Issue No. 4: Is the Tenant Entitled to Other Relief?
[35] The Tenant sought other relief in his Notice of Application which his counsel did not argue in any detail during this hearing. He sought:
- An order declaring that the term of the tenancy is ten (10) years;
- An order requiring the Landlord to provide an accounting of the amounts paid by the Tenant to the Landlord;
- An order requiring the Landlord to obtain an order from this Court prior to taking any steps to terminate the Lease with respect to the issues raised in these proceedings;
[36] I will briefly deal with each of those requests below.

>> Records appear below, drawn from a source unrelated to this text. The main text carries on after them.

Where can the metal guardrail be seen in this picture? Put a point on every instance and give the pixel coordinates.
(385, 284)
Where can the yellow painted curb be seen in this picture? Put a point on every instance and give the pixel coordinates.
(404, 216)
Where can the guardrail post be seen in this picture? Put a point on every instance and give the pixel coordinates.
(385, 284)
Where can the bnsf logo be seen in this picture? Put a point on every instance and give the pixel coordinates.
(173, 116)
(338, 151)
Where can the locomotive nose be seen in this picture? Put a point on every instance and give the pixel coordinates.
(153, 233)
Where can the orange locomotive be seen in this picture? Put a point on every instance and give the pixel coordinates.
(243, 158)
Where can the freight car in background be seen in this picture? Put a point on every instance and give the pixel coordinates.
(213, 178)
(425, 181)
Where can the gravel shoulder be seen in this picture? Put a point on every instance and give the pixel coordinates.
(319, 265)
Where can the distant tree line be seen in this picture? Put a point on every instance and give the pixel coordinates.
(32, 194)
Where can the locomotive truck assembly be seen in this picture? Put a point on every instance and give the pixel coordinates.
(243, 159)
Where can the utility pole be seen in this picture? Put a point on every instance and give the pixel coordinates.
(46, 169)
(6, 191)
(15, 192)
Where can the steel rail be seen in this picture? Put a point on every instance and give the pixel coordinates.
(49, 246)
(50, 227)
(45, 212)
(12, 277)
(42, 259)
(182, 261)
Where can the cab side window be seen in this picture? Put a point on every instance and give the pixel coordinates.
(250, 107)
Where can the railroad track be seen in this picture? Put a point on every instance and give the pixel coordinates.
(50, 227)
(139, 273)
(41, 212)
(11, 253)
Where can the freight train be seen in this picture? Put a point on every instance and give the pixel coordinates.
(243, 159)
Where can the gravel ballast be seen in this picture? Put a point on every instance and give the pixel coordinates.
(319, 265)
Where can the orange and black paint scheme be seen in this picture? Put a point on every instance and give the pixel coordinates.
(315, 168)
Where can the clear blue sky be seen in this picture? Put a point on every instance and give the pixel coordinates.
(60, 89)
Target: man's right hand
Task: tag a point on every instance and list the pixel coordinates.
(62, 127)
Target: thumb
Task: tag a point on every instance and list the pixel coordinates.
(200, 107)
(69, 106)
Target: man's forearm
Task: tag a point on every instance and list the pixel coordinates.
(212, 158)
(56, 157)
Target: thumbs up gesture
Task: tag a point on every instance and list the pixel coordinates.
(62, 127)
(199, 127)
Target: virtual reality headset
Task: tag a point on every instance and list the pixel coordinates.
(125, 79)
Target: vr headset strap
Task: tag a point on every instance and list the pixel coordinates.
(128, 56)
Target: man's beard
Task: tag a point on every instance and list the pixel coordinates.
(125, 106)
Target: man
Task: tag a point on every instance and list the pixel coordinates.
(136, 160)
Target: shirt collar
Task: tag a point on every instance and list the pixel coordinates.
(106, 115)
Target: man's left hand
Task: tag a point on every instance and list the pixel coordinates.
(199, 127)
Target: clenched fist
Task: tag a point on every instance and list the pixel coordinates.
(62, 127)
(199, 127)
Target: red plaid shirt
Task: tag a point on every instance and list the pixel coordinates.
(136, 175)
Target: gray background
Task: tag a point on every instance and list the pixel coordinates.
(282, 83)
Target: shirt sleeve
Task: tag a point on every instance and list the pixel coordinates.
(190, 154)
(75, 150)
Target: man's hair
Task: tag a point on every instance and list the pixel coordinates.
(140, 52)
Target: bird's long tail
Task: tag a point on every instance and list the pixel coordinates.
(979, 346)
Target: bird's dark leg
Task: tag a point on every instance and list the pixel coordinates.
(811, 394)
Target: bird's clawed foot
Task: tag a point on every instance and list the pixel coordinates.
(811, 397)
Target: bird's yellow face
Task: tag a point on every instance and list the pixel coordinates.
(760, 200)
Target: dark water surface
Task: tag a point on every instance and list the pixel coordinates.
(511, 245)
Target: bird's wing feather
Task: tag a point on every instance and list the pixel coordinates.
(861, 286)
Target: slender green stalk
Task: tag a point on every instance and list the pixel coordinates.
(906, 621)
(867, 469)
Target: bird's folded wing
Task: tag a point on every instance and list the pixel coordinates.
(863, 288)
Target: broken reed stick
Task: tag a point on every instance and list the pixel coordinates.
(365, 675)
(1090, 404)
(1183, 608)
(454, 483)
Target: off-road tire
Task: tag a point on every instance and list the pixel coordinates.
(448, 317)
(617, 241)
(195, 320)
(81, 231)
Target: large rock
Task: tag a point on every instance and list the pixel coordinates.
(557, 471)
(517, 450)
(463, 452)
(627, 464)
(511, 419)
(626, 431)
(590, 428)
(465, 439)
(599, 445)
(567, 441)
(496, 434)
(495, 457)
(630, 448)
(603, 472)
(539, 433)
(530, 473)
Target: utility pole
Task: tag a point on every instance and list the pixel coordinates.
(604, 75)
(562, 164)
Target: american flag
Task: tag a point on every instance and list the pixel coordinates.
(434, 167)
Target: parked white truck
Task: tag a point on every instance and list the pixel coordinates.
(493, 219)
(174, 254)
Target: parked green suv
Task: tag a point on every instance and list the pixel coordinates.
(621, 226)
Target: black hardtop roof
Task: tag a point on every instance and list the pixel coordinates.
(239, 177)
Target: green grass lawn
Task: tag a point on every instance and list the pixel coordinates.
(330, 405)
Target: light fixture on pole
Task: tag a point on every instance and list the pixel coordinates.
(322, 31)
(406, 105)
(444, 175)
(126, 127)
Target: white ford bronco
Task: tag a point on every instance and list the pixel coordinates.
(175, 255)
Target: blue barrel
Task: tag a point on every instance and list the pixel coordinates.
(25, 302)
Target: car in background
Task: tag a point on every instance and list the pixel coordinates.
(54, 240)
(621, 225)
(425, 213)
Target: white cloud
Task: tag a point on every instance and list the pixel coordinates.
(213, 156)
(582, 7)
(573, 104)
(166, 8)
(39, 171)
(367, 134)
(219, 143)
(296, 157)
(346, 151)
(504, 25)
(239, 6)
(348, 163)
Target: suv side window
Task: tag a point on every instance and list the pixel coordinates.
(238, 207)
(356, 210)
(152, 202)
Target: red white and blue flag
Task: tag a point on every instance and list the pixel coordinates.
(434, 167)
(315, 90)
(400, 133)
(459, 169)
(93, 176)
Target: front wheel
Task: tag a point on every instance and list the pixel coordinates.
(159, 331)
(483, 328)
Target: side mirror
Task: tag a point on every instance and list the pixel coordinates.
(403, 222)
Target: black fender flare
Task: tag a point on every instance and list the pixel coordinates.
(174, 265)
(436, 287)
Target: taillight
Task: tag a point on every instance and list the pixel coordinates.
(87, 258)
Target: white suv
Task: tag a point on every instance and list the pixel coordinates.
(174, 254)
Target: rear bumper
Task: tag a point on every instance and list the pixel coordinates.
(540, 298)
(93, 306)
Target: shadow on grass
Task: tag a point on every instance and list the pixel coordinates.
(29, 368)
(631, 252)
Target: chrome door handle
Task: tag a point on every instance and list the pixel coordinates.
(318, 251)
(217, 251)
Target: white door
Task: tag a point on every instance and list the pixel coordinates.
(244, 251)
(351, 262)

[37] Regarding the length of the term of the tenancy, the tenant’s counsel conceded during the course of argument that there is no amendment to the Lease which was signed by both parties which extends the five-year term of the Lease.
[38] Regarding an accounting, it is clear that (1) the tenant can work out its own accounting of what it says is owing under the Lease and who owes it. It does not require the Landlord to perform an accounting for it; (2) whatever the accounting, the Tenant owes more to the Landlord than vice versa; and (3) the Tenant is judgment proof in any event. Thus there is no utility to ordering the accounting. If the Tenant wishes and believes that it has a viable cause of action, it can commence an action against the Landlord for alleged overpayment of rent.
[39] Regarding an order requiring leave to take any further steps to terminate the Lease, in light of my findings above, that request is moot.
Conclusion
[40] For the reasons set out above, I dismiss this application.
Costs
[41] The Landlord was completely successful in this proceeding. If it seeks its costs of this application, it shall submit its costs submission of up to three pages, double-spaced, one-inch margins, plus bill of costs/costs outline and any offers to settle within seven days. The Tenant may respond in kind within a further seven days. No reply unless I request it. If I do not receive costs submissions upon the timeline set out above, I will assume that the costs issue is resolved and make no order.